Carrie Kellam filed an affidavit in both cases denying operation and control of the automobile in which Jean Flanagan was riding at the time she received her injury. When the evidence was completed, the court struck it as to Carrie Kellam, and the cases proceeded from that point against Weatherly.

The jury returned a verdict in favor of Jean Flanagan for $10,000, and another in favor of her mother, Myrtle Schomaker, for $4,000. Weatherly is not a party to the proceeding in this court and as to him the verdicts and judgments are final. Upon this appeal we are only concerned with the correctness of the court’s ruling on the motion to strike the evidence as against Carrie Kellam.

On October 20, 1946, Weatherly was driving an automobile owned by his mother, Carrie Kellam, who was not an occupant of the car at the time.
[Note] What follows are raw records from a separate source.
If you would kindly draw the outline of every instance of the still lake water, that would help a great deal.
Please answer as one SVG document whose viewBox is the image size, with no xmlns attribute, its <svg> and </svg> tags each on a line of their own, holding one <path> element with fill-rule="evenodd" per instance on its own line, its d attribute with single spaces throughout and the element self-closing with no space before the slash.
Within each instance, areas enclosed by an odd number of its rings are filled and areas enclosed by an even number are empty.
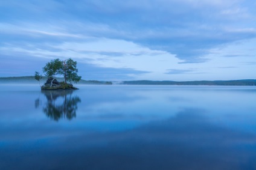
<svg viewBox="0 0 256 170">
<path fill-rule="evenodd" d="M 0 85 L 0 169 L 256 169 L 256 87 Z"/>
</svg>

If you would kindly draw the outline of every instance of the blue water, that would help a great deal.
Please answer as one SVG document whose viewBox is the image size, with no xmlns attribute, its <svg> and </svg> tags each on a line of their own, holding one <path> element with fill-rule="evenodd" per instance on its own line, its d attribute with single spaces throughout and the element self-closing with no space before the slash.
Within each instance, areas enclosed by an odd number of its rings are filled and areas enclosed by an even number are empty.
<svg viewBox="0 0 256 170">
<path fill-rule="evenodd" d="M 0 85 L 0 169 L 256 169 L 256 87 Z"/>
</svg>

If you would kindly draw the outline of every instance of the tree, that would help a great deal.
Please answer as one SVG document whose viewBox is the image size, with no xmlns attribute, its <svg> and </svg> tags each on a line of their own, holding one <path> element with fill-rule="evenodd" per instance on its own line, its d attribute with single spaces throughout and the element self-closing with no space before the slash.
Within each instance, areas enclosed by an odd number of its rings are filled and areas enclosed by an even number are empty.
<svg viewBox="0 0 256 170">
<path fill-rule="evenodd" d="M 53 77 L 51 82 L 51 87 L 53 85 L 53 82 L 57 75 L 63 74 L 63 64 L 59 58 L 51 60 L 51 62 L 46 63 L 46 65 L 43 67 L 43 71 L 45 73 L 45 76 L 48 78 Z"/>
<path fill-rule="evenodd" d="M 60 61 L 59 58 L 51 60 L 43 67 L 43 71 L 45 73 L 45 76 L 48 78 L 53 77 L 51 82 L 51 87 L 57 75 L 63 75 L 65 83 L 67 80 L 77 83 L 81 80 L 82 77 L 77 75 L 77 62 L 71 58 L 63 61 Z"/>
<path fill-rule="evenodd" d="M 74 61 L 71 58 L 64 61 L 63 64 L 63 74 L 65 82 L 66 81 L 74 82 L 77 83 L 81 80 L 81 76 L 77 75 L 78 69 L 77 68 L 77 62 Z"/>
<path fill-rule="evenodd" d="M 42 79 L 43 76 L 42 76 L 41 74 L 40 74 L 39 72 L 35 71 L 34 73 L 34 79 L 39 82 L 39 85 L 41 87 L 41 84 L 40 83 L 40 80 Z"/>
</svg>

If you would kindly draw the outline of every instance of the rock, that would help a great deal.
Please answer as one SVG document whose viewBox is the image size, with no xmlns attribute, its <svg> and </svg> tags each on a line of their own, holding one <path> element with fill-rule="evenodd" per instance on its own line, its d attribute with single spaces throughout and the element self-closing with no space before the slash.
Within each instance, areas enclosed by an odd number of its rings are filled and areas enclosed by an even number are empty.
<svg viewBox="0 0 256 170">
<path fill-rule="evenodd" d="M 58 82 L 56 79 L 54 79 L 53 77 L 48 78 L 46 82 L 45 83 L 45 84 L 49 84 L 49 83 L 51 84 L 53 79 L 53 84 L 60 85 L 60 82 Z"/>
<path fill-rule="evenodd" d="M 53 83 L 51 84 L 52 80 Z M 41 90 L 78 90 L 78 88 L 73 87 L 71 83 L 66 83 L 64 82 L 59 82 L 56 79 L 50 77 L 45 85 L 41 87 Z"/>
</svg>

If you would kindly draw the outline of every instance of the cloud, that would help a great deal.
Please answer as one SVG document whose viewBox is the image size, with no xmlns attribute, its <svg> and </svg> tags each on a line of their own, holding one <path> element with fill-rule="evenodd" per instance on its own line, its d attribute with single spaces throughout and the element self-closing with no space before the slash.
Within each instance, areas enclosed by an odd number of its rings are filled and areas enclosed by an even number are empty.
<svg viewBox="0 0 256 170">
<path fill-rule="evenodd" d="M 191 70 L 179 70 L 179 69 L 169 69 L 167 70 L 168 72 L 165 74 L 186 74 L 188 73 L 193 72 L 194 69 Z"/>
<path fill-rule="evenodd" d="M 0 3 L 5 55 L 71 57 L 99 68 L 145 71 L 139 77 L 149 79 L 178 78 L 175 70 L 190 68 L 206 73 L 210 63 L 217 68 L 230 62 L 241 69 L 238 63 L 255 60 L 255 3 L 251 0 Z M 173 74 L 166 74 L 170 68 Z"/>
</svg>

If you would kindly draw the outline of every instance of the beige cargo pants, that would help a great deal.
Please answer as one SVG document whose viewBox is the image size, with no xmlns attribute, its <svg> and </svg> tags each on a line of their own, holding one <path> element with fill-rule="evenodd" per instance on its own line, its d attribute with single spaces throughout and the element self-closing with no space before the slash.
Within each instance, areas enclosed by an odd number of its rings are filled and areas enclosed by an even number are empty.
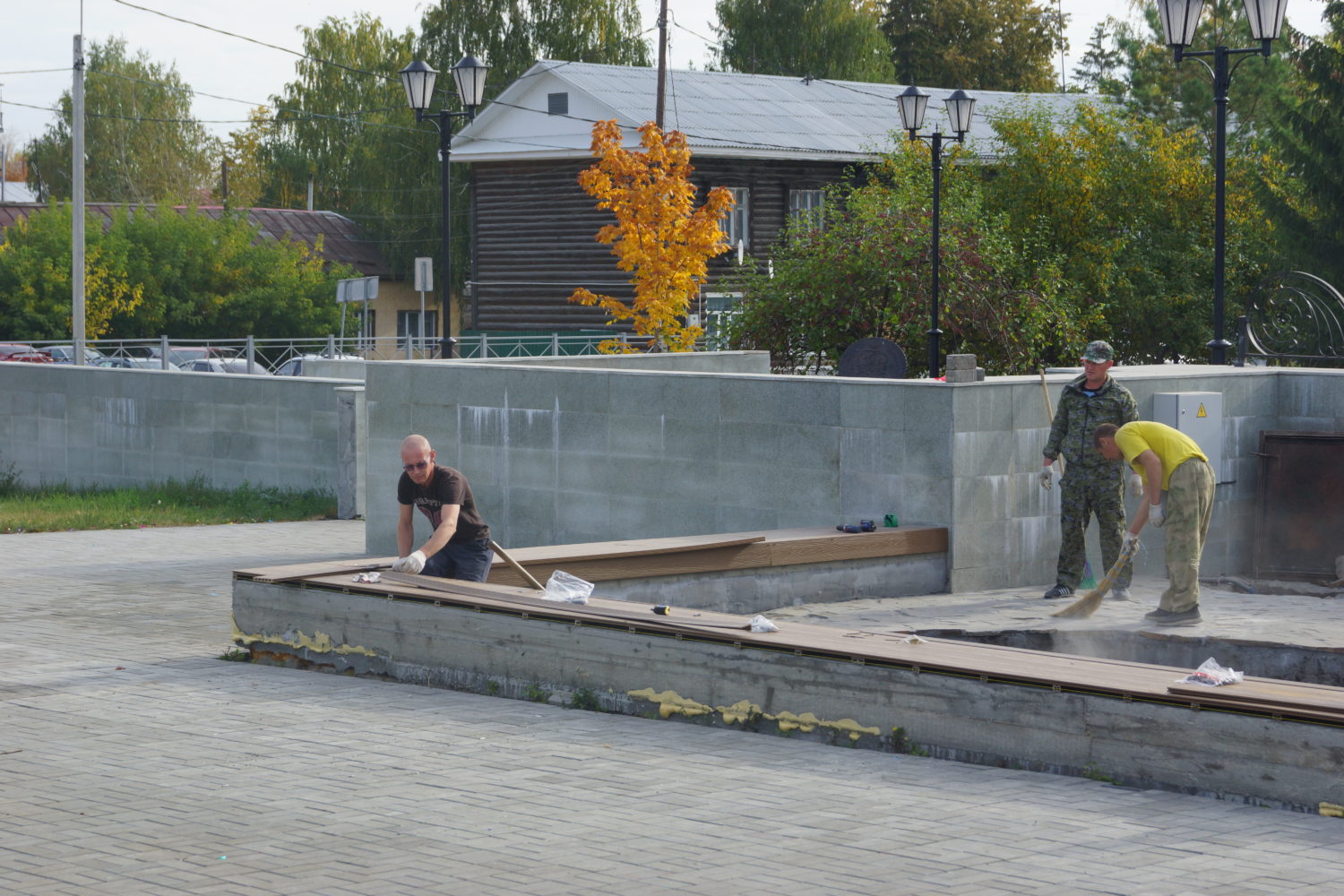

He had an accident which was occasioned by his negligence. Jean Flanagan, his fiancee, was sitting beside him on the front seat and there were others riding with him on the rear seat. They were returning from an evening of entertainment at a roadside tavern. As they were approaching a left-hand curve on 26th street in the city of Norfolk, Weatherly turned his head to answer a question of one of the occupants of the rear seat, and as he did so the automobile struck the right curb at a point where, the street curved to the left. He lost control of the automobile and it rebounded from the curb and struck a tree on the left-hand side of the street. *756Jean Flanagan, who received major injuries, asserted that he was driving too fast at the time, and he did not seriously disagree with her. However, we are not concerned with his negligence for it has been established by the verdicts of the jury.

Apparently, the theory of the plaintiffs’ cases, as disclosed by their respective notices of motion, was that Weatherly was operating the automobile as an agent for his mother. In the final stages of the trial this theory was abandoned and the sole basis for liability was then contended to be that Carrie Kellam was guilty of independent negligence by entrusting the automobile to her son who had previously had his operator’s permit revoked because he had improperly operated a motorcycle.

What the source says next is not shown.